Salvador's thoughts regularly go to the past, and the film is more engaging in its flashbacks than in its present-day despite the fact that by some bizarre psychological kink, all of Salvador's memories are filtered through the films of Almodovar. When Salvador was young, money was tight, and his mother Jacinta (Penelope Cruz) is obliged to raise him in a striking rural house/cave. The young Salvador goes on to be a choirboy, with all that this implies and plays out in the older Salvador's throat problems. It is in this house that the young Salvador feels his sexual awakening as he watches beautifully muscled builder Eduardo (Cesar Vicente) dry himself down.
Almodovar's world view dovetails entirely with his work-view. Little space is left for the revealing, the fresh or the daring and the film that is beautifully crafted is also dangerously comfortable, so that strangely enough, what's being said to be the director's most personal effort to date comes across as an oddly detached and impersonal exercise but in great style.

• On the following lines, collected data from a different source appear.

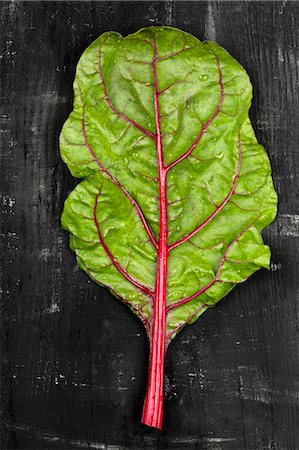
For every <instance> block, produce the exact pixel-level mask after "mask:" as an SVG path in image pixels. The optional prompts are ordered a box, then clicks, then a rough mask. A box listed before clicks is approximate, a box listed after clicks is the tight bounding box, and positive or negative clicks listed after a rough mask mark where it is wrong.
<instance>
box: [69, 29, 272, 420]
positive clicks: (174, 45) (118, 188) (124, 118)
mask: <svg viewBox="0 0 299 450" xmlns="http://www.w3.org/2000/svg"><path fill="white" fill-rule="evenodd" d="M74 92H75V98H74V109H73V112H72V113H71V114H70V116H69V118H68V120H67V121H66V123H65V125H64V127H63V130H62V132H61V136H60V148H61V156H62V158H63V160H64V161H65V163H66V164H67V165H68V167H69V169H70V171H71V173H72V174H73V175H74V176H75V177H77V178H83V179H84V181H82V182H81V183H80V184H79V185H78V186H77V187H76V188H75V189H74V190H73V192H72V193H71V194H70V195H69V197H68V198H67V200H66V202H65V206H64V211H63V214H62V226H63V227H64V228H65V229H66V230H68V231H69V233H70V246H71V248H72V250H74V251H75V253H76V257H77V261H78V264H79V266H80V267H81V268H82V269H83V270H84V271H85V272H86V273H87V274H88V275H89V276H90V277H91V278H92V279H93V280H94V281H95V282H96V283H98V284H100V285H103V286H106V287H108V288H109V289H110V290H111V292H112V293H113V294H114V295H116V296H117V297H119V298H120V299H121V300H122V301H123V302H125V303H126V304H127V305H128V306H129V307H130V308H131V310H132V311H133V312H134V313H135V314H136V315H137V316H138V317H139V318H140V319H141V320H142V322H143V324H144V326H145V328H146V331H147V334H148V338H149V343H150V364H149V384H148V389H147V394H146V399H145V403H144V409H143V417H142V422H143V423H144V424H146V425H149V426H153V427H156V428H161V427H162V415H163V374H164V355H165V351H166V348H167V345H168V344H169V342H170V341H171V340H172V339H173V338H174V337H175V336H176V334H177V333H178V332H179V331H180V330H181V329H182V327H183V326H184V325H186V324H190V323H193V322H194V321H195V320H196V319H197V318H198V317H199V316H200V315H201V314H202V313H203V312H204V311H205V310H206V309H207V308H209V307H211V306H214V305H215V303H217V302H218V301H219V300H221V299H222V298H223V297H225V296H226V295H227V294H228V292H229V291H230V290H231V289H232V288H233V287H234V286H235V285H237V284H239V283H241V282H243V281H245V280H246V279H247V278H248V277H249V276H250V275H251V274H253V273H254V272H255V271H257V270H258V269H260V268H269V261H270V249H269V247H268V246H267V245H265V244H264V243H263V239H262V236H261V231H262V230H263V228H265V227H266V226H267V225H268V224H270V223H271V222H272V221H273V220H274V217H275V214H276V204H277V197H276V193H275V190H274V187H273V183H272V178H271V168H270V163H269V160H268V157H267V155H266V152H265V151H264V149H263V147H262V146H261V145H259V144H258V142H257V140H256V137H255V134H254V131H253V129H252V126H251V123H250V120H249V118H248V110H249V107H250V104H251V97H252V87H251V83H250V80H249V78H248V75H247V73H246V72H245V70H244V69H243V67H241V66H240V64H239V63H238V62H237V61H236V60H235V59H234V58H232V57H231V56H230V55H229V54H228V53H227V52H226V51H225V50H224V49H223V48H221V47H220V46H218V45H217V44H216V43H215V42H203V43H202V42H200V41H199V40H198V39H196V38H195V37H193V36H191V35H190V34H188V33H185V32H183V31H180V30H177V29H174V28H170V27H159V28H146V29H142V30H140V31H138V32H137V33H135V34H132V35H130V36H127V37H125V38H123V37H122V36H121V35H119V34H118V33H115V32H108V33H104V34H103V35H101V36H100V37H99V38H98V39H97V40H96V41H95V42H93V43H92V44H91V45H90V46H89V47H88V48H87V49H86V50H85V52H84V53H83V55H82V57H81V58H80V61H79V63H78V66H77V72H76V77H75V82H74Z"/></svg>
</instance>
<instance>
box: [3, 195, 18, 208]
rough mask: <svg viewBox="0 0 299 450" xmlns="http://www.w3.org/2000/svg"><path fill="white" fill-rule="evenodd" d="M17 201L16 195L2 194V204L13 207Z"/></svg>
mask: <svg viewBox="0 0 299 450" xmlns="http://www.w3.org/2000/svg"><path fill="white" fill-rule="evenodd" d="M15 203H16V199H15V197H11V196H9V195H3V196H2V205H3V206H8V207H9V208H13V207H14V205H15Z"/></svg>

Cultural references to the movies and to literature are everywhere including from Almodovar's own work, in what must be one of the most shamelessly self-referential movies ever made. "Pain and Glory" probably requires several viewings, so gorgeous is its attention to detail. Almodovar is the best at setting up patterns of echoing colors through scenes and down the years. Salvador's apartment is a beautiful if overwhelming clutter of brightly hued culture and probably a detailed recreation of Almodovar's own.